My mom used to tell me about how she always dreamed of being a mother, but also of having a little girl. She said she loved dressing me up and braiding my hair . . . that she especially loved decorating my childhood bedroom. I had a white canopy bed, a collection of porcelain dolls and a Victorian style dollhouse. I had a wicker chair and a shelf with all the classic children’s books. My room was always a talking point when people would visit, and I was often told how lucky I was to have such a beautiful space of my very own.
After I moved out for university, my grandma moved into my parents house, so I told my mom to use my room for her. I was a young adult, after all, and I didn’t think I needed my childhood bedroom anymore. When I would visit, I would stay in the guest room. I would stay on weekends when my apartment was close by, and for months at a time when I was living in Colombia and visiting for the summer.
Then my grandma passed away. It was difficult on everyone, but especially on my mom, who would often burst into tears at any reminder of her. She became much more sentimental, expressing her love even more openly than before. One day, while my mom and I were speaking on the phone, she told me how important it was to her that I start staying in my old room again. “I’m so grateful to you for giving it up for a while,” she said, “but I want you to know that it will always be your room.”
When I arrived back in Canada from Colombia that summer, it was 11 o’clock at night. I peeked my head into my mom’s room to greet her like I always did. She gave me one of her teary, bone-crushing hugs, and told me she’d been praying for me all day. “You must be exhausted,” she said. “Your room is all ready for you. Get some rest and we’ll have coffee together tomorrow morning.”
I couldn’t wait to get my pyjamas on and crawl into bed. When I opened my door, my suitcase was already there because my dad had brought it up. There were fresh towels, my bed was turned down, and the bedside lamp was on. I smiled to myself, picturing my mom spending the day cleaning. But that wasn’t all. She’d also done some redecorating. All my treasures from childhood were on display: my favorite books, old letters I’d received from friends, every award I’d ever won, scrapbooks with every piece of art I’d ever done, stories I’d written, and pictures from childhood and adolescence. There were all my favorite dolls and stuffed animals, all my yearbooks and report cards, the first essay I got an A on in university.

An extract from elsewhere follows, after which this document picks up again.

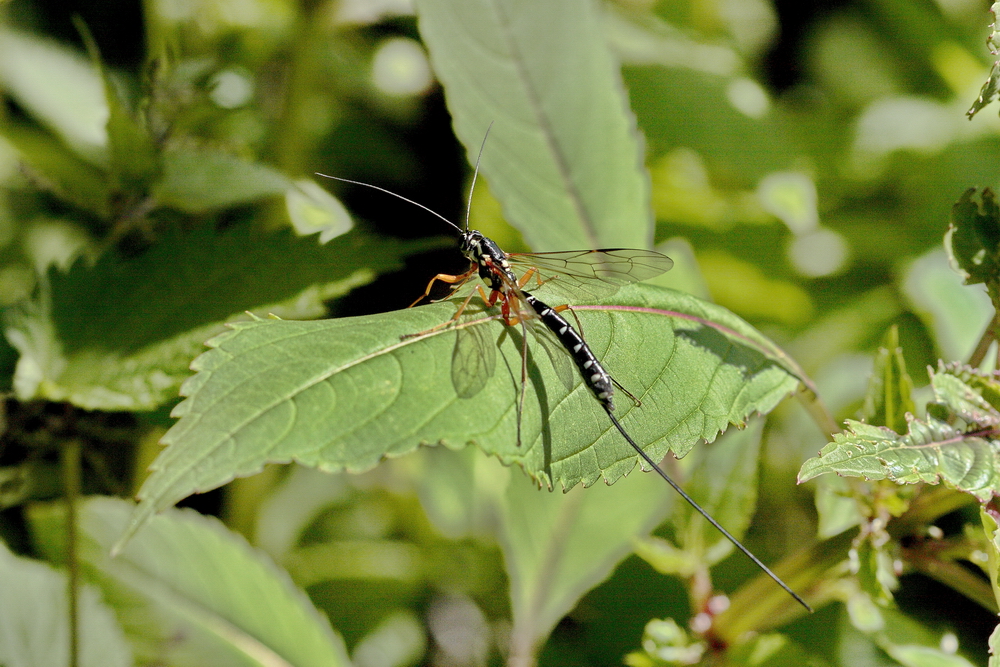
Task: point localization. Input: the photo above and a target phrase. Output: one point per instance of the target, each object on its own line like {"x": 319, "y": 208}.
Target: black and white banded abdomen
{"x": 590, "y": 368}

I felt all this emotion start to well up, and ran back to my mom’s room. “Mom, thank you . . . thank you so much. It’s so beautiful . . . what you did in my room,” I whispered into the dark, hoping she’d still be awake.
“You like it?” she asked, bashfully. “I just wanted you to know that no matter where you are in life, you’ll always have your place . . . your home.”
I still think of this moment often . . . I think of what it meant. My mom always used to say that she wanted to give her daughter all the things she dreamed of when she was a little, and my room is an emblem of her love and her hopes for me. I think of the fact that she kept and treasured every little piece of my journey up until that point — all the pictures, right down to my university papers. I think about how she created a museum of love.
It wasn’t long after that we found out she was sick. She fought for two years, fought through surgeries and chemotherapy, and she spent a lot of time reflecting on her life and her family, going through pictures and memories. And when I arrived home a month before she passed away, I greeted her like always, then went into my room to find a pink box at the end of my bed. Inside were a collection of pictures of my entire life so far — my mom’s pregnancy with me, baby pictures, family vacations and all my milestones from adulthood.
It was late but I ran to thank her, again. “Mom, thank you so much. I love the picture box . . . we have so many beautiful memories.”
“I’m so happy you like it, Dolly,” she said, but this time there was a little sadness in her voice. It was if she knew then that this would be her final gift to me.
Even now that she’s gone, I feel her love every time I walk into my childhood bedroom. I miss her all the time, but I feel so grateful for the life she built for our family, for the memories and keepsakes she put away for me. And now I understand all too well why she would get so misty-eyed every time someone would bring up my grandma . . . her mom: the love of a mother towards her daughter is unlike any other, and it’s irreplaceable.